Some weird stats around Fairfax’s specialist digital properties …


Was digging through Netview today and noticed some really weird stats around 2 of Fairfax’s ‘marquee’ properties – The Vine and Essential Baby.

Some questions if I may …

How come 60% of Essential Baby’s users are male, when if you look at gender splits across sites like Baby Centre and Bub Hub they’re generally 65%+ female?

And how come 67% of The Vine – ie, the 18-29 targeting youth website – are over 35 years of age.

These aren’t made up stats – they’re part of the new Netview panel numbers.

The question needs to be asked, when an advertiser is buying either Essential Baby or The Vine … what are they really buying?

Are they buying hip youth or new Mum’s … or are they buying the same general older male audience they could get across The Age or SMH?

35 responses to “Some weird stats around Fairfax’s specialist digital properties …

  1. Another cracking bit of insight Ben. I can sense the squirming at Fairfax.

  2. Pingback: 67% of The Vine are over 35 years old says Netview « Sound Alliance Blog

  3. Pingback: Counting eyeballs online – The Content Makers

  4. Hi Ben,

    At this particular point in time, the Netview numbers for many smaller sites across the industry, including The Vine and Essential Baby, are not robust enough yet at a demographic level to give a good indication of actual audience breakdowns. This issue is something that Nielsen are working hard to rectify. Just to confirm – Over 70% of TheVine’s Members are aged between 18 – 30 years*, debunking any myth that TheVine is not targeting the youth market. Essentials Baby’s audience is made up of 90% women, 9% are women trying to conceive and 1% men*.

    *Source: Internal Fairfax Digital Member Survey, June 2009

  5. talkingdigital

    hi melanie – so are you saying the netview numbers for the vine and eb are not robust enough yet at a demographic level? even though they are reporting 282k and 400k ub’s respectively? is this the view of the IAB/MFA/Nielsen?

    so does this mean for any site under 500k (lets say) we should just ignore the demographic info nielsen reports?

    btw nice to have a commentator from fairfax on here

  6. Good sleuthing Ben. I can only hope that you have queried Nielsen Online on an official basis as well.

    A couple of thought starters though. There can be chasms of difference between registered users and active users – which is why I tend to politely ignore registration numbers and profiles. It would be interesting to compare the profile of the “ever accessed” those sites (i.e. the reached) versus the last month’s data. If the “ever accessed” looks more like the registration numbers then it is a usage issue for that month, if not we have to dig deeper to see what is driving this skew. It would also be interesting to look at the profile over a few months – i.e. the old (smaller) panel and the new (larger) panel.
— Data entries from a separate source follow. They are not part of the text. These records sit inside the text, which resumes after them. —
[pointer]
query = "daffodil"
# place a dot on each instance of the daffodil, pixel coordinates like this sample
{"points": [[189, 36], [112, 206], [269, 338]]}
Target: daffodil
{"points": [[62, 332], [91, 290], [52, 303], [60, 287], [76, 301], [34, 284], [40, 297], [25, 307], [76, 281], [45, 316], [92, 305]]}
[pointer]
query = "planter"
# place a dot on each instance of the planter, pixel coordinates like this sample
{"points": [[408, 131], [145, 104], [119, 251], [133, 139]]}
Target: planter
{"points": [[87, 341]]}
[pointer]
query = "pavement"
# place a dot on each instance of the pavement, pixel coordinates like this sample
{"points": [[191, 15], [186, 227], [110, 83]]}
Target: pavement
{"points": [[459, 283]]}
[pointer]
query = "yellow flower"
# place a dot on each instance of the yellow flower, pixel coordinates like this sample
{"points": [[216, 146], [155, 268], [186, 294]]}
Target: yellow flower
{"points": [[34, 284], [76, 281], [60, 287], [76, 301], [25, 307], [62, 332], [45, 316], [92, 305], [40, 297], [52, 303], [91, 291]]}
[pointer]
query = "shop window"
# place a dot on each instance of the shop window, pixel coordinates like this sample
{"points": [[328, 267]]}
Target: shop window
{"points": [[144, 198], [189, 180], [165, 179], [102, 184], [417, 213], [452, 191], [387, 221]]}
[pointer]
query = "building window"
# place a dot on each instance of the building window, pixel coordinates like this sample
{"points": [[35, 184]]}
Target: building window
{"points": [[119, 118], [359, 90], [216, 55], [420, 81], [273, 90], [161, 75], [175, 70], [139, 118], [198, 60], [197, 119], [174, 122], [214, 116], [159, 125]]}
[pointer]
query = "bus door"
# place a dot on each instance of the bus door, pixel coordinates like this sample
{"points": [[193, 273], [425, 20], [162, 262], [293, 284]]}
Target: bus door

Was there a discontunity with the new panel, or has it always been this way?

    Regarding the UA thresholds I know that the increased panel size did allow for a lower reporting threshold – but for the life of me I can’t recall what it is … can anyone at NO or the IAB step in here. Mind you, the lower you go the less reliable the data is as was pointed out. Ben, you also quoted UBs – doesn’t NetView report UAs? Have either you or myself mixed this up, or were you quoting UBs from another source … because UAs do not equal UBs. (I don’t have access to the NetView software so have to work from memory here – a tool known to be faulty at times)

  7. those numbers are netview so technically should be UA … not UB. my bad.

    i guess my question is this … it feels to me that melanie is spinning data she doesn’t like the look of. if the demo info is so unreliable then why have the large publishers endorsed the new netview. appears they’re happy to use the info when it suits and then question it when it doesn’t

    all we want is a clear set of data and no spin. i’m with you john – registered user data really doesn’t mean much as it only tells a small part of the story. there’s a common, generally spoken, theory that FD boosts Vine traffic by attracting middle aged males from their mastheads with promises of young skin. all the nielsen numbers do is back this up.

    it’s as mysterious as the MI data which shows absolutely massive overlap between watoday and brisbane times users the smh and age readers. the cynic in me says it’s just smart traffic pushing/distro. but i’m a cynic.

  8. I haven’t seen that the demo data is “so unreliable”, but at a macro level the new NetView data passes the “well that makes sense” test.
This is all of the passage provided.